By David Young, PA
A budget for Northern Ireland anticipated to result in swingeing cuts to public services is set to be revealed on Thursday.
Northern Ireland Secretary Chris Heaton-Harris, who has responsibility for setting the Stormont budget in the absence of powersharing, is expected to outline departmental allocations for 2023/24 in a written ministerial statement at Westminster.
Civil servants currently running public services in the absence of devolved elected ministers are bracing themselves for a potentially brutal settlement.
When local ministers left office last year, Stormont was facing an approximate £600 million (€677 million) black hole.
Permanent secretaries were forced to make a range of in-year savings and the UK finance ministry provided a £300 million advance down-payment to help bridge the financial gap.
However, with that £300 million having to be recouped in this financial year, the picture looks even more bleak for the 2023/24 budget.
Stormont permanent secretaries insist they should not be placed in the position of having to making significant cuts, potentially impacting the most vulnerable in society. They have urged the British government to issue ministerial directions for any major cuts that are implemented.
However, Mr Heaton-Harris has made clear that he does not intend to issue such directions, which means the decisions will fall on the civil service until such time as powersharing returns to Stormont.
Devolution is in abeyance at Stormont as a result of a DUP boycott of the institutions in protest at post-Brexit trading arrangements.
Mr Heaton-Harris is due to meet the main parties at Hillsborough Castle on Thursday to discuss the budgetary picture.
On Wednesday, Sinn Féin vice president Michelle O’Neill called on the UK government to divert more money to Northern Ireland.
“I just think it’s not good enough that we don’t have the executive up and running right now, we need to be there,” she said.
“And all the political parties need to be facing one direction and that is a direction pushing back against the Tory savagery.
“The cuts that they have brought forward have been eye-watering and really impacting on our communities and the people that live here.”
She added: “But alongside a reformed executive, which I am determined and what I want to achieve, what we need is additional finances, because we’ve just dealt with 12-plus years of Tory austerity, they’ve decimated public services, our public sector workers are on strike today, they shouldn’t have to be there.
“But this is the reality of the Tory austerity that they have brought upon us. But we need to fight back against it. And we need to fight for additional funding for a reformed executive that allows us to actually make better political choices in the best interests of the people that we serve.”
The DUP has called for reform of how Northern Ireland is funded.

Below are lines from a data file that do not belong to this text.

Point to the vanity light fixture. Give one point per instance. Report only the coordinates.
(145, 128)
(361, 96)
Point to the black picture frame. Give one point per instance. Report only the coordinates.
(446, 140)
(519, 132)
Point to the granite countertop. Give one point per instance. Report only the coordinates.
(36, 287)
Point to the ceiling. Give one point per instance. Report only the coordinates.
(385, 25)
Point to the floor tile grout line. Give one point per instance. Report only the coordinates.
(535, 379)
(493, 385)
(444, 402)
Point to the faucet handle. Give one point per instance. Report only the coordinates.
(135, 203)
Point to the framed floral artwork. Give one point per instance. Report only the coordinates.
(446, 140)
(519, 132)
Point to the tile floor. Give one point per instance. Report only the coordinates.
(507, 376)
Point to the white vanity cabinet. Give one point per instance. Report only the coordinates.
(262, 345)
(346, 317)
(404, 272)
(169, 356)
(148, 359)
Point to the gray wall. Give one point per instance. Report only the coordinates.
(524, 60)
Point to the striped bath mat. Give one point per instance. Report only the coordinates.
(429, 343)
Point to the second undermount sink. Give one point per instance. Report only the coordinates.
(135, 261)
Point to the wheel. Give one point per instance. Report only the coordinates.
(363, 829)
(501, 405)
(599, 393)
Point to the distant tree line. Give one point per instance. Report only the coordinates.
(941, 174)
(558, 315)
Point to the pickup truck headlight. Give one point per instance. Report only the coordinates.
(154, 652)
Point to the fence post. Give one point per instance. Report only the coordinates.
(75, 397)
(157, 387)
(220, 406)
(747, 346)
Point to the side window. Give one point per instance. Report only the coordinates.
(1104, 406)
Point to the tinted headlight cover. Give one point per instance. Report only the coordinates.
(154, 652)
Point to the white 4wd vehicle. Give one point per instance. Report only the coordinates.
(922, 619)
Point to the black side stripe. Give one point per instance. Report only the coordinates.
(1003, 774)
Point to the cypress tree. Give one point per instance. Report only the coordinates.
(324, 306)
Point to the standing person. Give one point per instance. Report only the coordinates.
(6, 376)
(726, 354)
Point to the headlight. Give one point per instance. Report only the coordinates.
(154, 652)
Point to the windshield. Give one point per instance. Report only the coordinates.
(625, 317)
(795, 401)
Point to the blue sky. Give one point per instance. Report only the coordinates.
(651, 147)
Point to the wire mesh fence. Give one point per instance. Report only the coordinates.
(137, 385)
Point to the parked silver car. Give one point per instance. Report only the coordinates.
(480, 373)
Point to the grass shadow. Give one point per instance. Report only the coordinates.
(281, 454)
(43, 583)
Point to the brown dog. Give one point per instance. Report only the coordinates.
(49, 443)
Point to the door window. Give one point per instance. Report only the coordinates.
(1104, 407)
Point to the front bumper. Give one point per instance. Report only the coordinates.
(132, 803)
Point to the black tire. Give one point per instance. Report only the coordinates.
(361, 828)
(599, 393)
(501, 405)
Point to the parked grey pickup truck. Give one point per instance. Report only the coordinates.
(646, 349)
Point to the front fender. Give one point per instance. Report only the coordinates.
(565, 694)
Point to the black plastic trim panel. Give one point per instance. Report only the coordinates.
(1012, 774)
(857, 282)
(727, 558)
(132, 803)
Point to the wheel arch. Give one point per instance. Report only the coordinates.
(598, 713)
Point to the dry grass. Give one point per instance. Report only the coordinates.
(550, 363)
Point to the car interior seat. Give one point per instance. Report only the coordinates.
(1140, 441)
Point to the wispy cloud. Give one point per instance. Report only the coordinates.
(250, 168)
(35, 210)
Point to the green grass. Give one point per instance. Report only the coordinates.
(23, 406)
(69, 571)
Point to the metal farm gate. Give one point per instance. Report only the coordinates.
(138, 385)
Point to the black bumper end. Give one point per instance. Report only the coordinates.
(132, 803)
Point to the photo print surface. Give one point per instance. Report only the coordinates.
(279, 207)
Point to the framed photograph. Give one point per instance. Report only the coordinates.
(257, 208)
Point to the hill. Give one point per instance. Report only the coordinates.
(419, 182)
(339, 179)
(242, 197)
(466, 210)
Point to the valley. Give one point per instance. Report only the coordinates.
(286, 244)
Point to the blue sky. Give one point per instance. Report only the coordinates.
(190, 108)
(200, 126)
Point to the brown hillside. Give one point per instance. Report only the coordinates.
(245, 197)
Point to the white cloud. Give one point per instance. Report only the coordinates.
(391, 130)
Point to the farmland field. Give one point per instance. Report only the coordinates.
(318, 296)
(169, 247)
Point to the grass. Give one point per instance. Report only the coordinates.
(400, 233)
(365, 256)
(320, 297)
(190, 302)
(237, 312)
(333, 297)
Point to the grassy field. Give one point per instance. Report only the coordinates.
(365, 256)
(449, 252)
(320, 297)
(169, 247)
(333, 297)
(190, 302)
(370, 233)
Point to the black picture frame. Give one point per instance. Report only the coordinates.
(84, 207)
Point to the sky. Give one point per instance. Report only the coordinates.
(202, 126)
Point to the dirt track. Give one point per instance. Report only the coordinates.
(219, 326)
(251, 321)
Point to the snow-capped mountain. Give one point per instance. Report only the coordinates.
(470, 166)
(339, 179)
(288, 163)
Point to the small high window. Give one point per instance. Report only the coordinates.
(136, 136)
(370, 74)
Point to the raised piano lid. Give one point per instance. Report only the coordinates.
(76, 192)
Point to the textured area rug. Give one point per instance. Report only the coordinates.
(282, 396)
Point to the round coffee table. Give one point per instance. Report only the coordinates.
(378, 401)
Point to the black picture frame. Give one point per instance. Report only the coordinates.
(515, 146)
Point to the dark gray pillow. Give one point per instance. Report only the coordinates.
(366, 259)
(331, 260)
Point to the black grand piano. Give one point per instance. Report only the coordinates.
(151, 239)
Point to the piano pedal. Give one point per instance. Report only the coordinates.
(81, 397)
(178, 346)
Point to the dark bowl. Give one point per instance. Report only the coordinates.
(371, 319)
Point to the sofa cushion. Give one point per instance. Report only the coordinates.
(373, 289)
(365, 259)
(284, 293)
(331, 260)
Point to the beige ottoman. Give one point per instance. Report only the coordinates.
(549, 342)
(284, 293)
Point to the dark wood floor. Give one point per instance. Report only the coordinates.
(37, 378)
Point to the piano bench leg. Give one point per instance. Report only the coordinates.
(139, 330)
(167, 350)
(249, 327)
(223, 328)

This week, DUP MP Gavin Robinson raised the issue directly with Mr Heaton-Harris when he appeared before the Northern Ireland Affairs Committee.
“The primary problem is not a lack of Stormont, it is a lack of money. That is a decision made by Treasury,” he said.
“I have been warning for some time that the Barnett formula used for divvying up the budget for the UK regions is unfair to Northern Ireland and will continue to get even worse in coming years.
“There needs to be a complete reform of the funding model.
“The Treasury contribution to fund public services in Northern Ireland is going down rather than rising.”